Because $x\approx y$, $u\approx v$ implies $xu\approx yv$, we can define
concatenation on equivalence classes; $\hbox{Cong}(x)\oplus 
\hbox{Cong}(y)=\hbox{Cong}(xy)$.

\medskip\noindent
{\sl Exercise\/}: show this uniquely defines $\oplus$. (We will omit 
$\oplus$ when we 
feel like it.)  The equivalence classes of a FAL form a finite semigroup under
concatenation (i.e., $\oplus$ is associative), with identity element 
$\hbox{Eq}(\epsilon)$.
Conversely, if $\Sigma$ is a set of elements of a finite semigroup, with 
operation~$*$, 
and $S$ is any subset of the semigroup, there is an FA that reads
$a↓1a↓2\cdots a↓n\epsilon\Sigma↑{\ast}$, accepting iff 
$a↓1*a↓2\cdots *a↓nεS$.
The FA
need only keep track of the semigroup product of the characters it has read.
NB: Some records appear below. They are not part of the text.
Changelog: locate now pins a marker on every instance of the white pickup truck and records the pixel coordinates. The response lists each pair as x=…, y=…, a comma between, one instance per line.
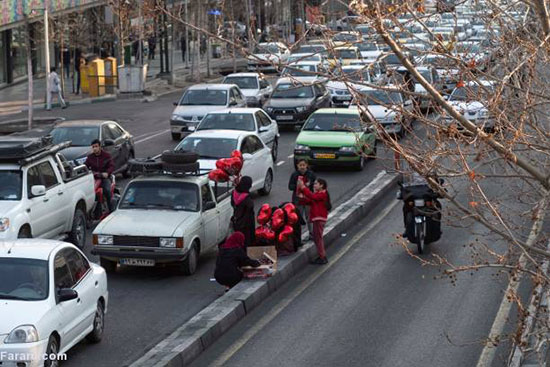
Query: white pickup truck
x=41, y=195
x=164, y=219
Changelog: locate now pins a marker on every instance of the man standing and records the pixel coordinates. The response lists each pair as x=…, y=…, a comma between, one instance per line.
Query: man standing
x=55, y=90
x=101, y=164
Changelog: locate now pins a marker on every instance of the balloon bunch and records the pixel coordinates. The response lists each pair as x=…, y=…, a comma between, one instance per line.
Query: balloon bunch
x=227, y=167
x=276, y=223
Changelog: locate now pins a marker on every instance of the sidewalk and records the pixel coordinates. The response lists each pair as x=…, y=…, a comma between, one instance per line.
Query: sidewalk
x=14, y=99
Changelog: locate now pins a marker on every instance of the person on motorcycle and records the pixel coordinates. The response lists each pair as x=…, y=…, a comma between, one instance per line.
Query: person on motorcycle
x=101, y=164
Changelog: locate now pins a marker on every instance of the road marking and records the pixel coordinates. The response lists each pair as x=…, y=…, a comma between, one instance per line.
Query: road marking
x=152, y=136
x=220, y=361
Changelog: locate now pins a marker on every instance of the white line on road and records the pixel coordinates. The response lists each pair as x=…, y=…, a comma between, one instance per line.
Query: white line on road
x=152, y=136
x=241, y=342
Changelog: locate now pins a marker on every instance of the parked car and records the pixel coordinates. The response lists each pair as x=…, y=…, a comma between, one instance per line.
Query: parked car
x=114, y=139
x=386, y=107
x=52, y=297
x=254, y=86
x=41, y=195
x=471, y=102
x=335, y=136
x=164, y=219
x=212, y=145
x=200, y=99
x=292, y=103
x=245, y=119
x=268, y=56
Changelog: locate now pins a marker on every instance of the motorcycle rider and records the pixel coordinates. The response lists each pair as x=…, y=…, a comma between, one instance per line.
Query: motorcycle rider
x=101, y=164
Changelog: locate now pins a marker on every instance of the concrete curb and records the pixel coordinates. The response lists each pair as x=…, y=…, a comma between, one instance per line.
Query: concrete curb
x=197, y=334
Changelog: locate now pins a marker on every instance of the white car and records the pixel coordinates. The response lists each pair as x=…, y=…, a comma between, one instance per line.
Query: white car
x=268, y=56
x=245, y=119
x=200, y=99
x=212, y=145
x=254, y=86
x=471, y=102
x=51, y=297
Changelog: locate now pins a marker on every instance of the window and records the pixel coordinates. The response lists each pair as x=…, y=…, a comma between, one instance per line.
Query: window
x=62, y=273
x=48, y=175
x=206, y=195
x=78, y=265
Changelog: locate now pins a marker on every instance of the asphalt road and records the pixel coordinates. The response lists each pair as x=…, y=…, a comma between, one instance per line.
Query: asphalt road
x=148, y=304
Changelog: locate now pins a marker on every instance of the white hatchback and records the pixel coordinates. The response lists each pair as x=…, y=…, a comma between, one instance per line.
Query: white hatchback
x=212, y=145
x=51, y=297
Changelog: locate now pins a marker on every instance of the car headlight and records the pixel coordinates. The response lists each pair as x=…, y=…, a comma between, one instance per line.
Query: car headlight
x=4, y=224
x=167, y=242
x=80, y=161
x=22, y=334
x=104, y=239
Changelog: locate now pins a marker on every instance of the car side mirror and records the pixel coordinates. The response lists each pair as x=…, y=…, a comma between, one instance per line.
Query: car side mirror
x=209, y=205
x=38, y=190
x=66, y=294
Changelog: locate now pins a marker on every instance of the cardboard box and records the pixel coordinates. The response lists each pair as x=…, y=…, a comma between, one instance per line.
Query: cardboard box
x=263, y=271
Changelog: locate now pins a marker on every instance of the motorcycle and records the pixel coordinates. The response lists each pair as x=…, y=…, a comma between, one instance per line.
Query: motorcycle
x=422, y=215
x=101, y=207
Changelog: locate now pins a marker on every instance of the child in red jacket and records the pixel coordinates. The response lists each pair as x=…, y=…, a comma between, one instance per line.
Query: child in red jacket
x=319, y=200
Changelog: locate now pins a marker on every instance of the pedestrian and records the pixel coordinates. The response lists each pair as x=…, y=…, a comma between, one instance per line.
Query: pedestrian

Summing up, we have a large set of equivalent definitions of FAL-ness:

\smallskip
\disleft 20pt:(1):$L$ is accepted by a DFA

\smallskip
\disleft 20pt:(2):$L$ is accepted by a NFA

\smallskip
\disleft 20pt:(3):$L$ is regular (defined by a regular expression)

\smallskip
\disleft 20pt:(4):$L$ has a prefix equivalence relation of finite index

\smallskip
\disleft 20pt:(5):$L$ has an infix equivalence relation of finite index

\smallskip
\disleft 20pt:(6):There is a homomorphism $h$ from $\Sigma↑{\ast}$ to a 
finite semigroup $S$ where
$x\in L$ if and only if $h(x)$ belongs to a particular subset of $S$.

\medskip\noindent
{\sl Theorem\/}: $L$ is an FAL if and only if there is a number $n$ such that
every string of length $n$ is equivalent to some shorter string.

\medskip
Thus, for $L$ an FAL, we can give a finite list of replacement rules $(x,y)$,
$|x|>|y|$, such that to test whether $z\in L$, we make allowed replacements until no
more are possible, and then test for membership in a finite set.

\medskip\noindent
{\sl Example\/}: $L↓3$ as defined above.  A sufficient set of replacement rules is:

\noindent
$(BABA,ABA)$

\noindent
$(ABAB,ABA)$

\noindent
$(BBB,BB)$

\noindent
$(AA,A)$

\noindent
$(ABBA,A)$

\vfill\eject

\noindent
{\sl Corollary\/}:

If for each $n≥0$ there is a string of length $n$ not infix equivalent for $L$ to
any shorter string, then $L$ is not a FAL.

\medskip\noindent
{\sl Corollary\/}:

If $L$ is not an FAL, then there is an infinite sequence of characters
$a↓1a↓2a↓3\cdots$, for which the finite prefixes $a↓1a↓2\cdots a↓n$ are all infix
inequivalent for L.  Any program to recognize $L$ must go into a new state
at each character as it reads this sequence.  Then for each $n$, there is some
input of length $n$ that makes it use at least $\lceil \lg (n)\rceil$ 
bits of storage.

\vfill\eject\end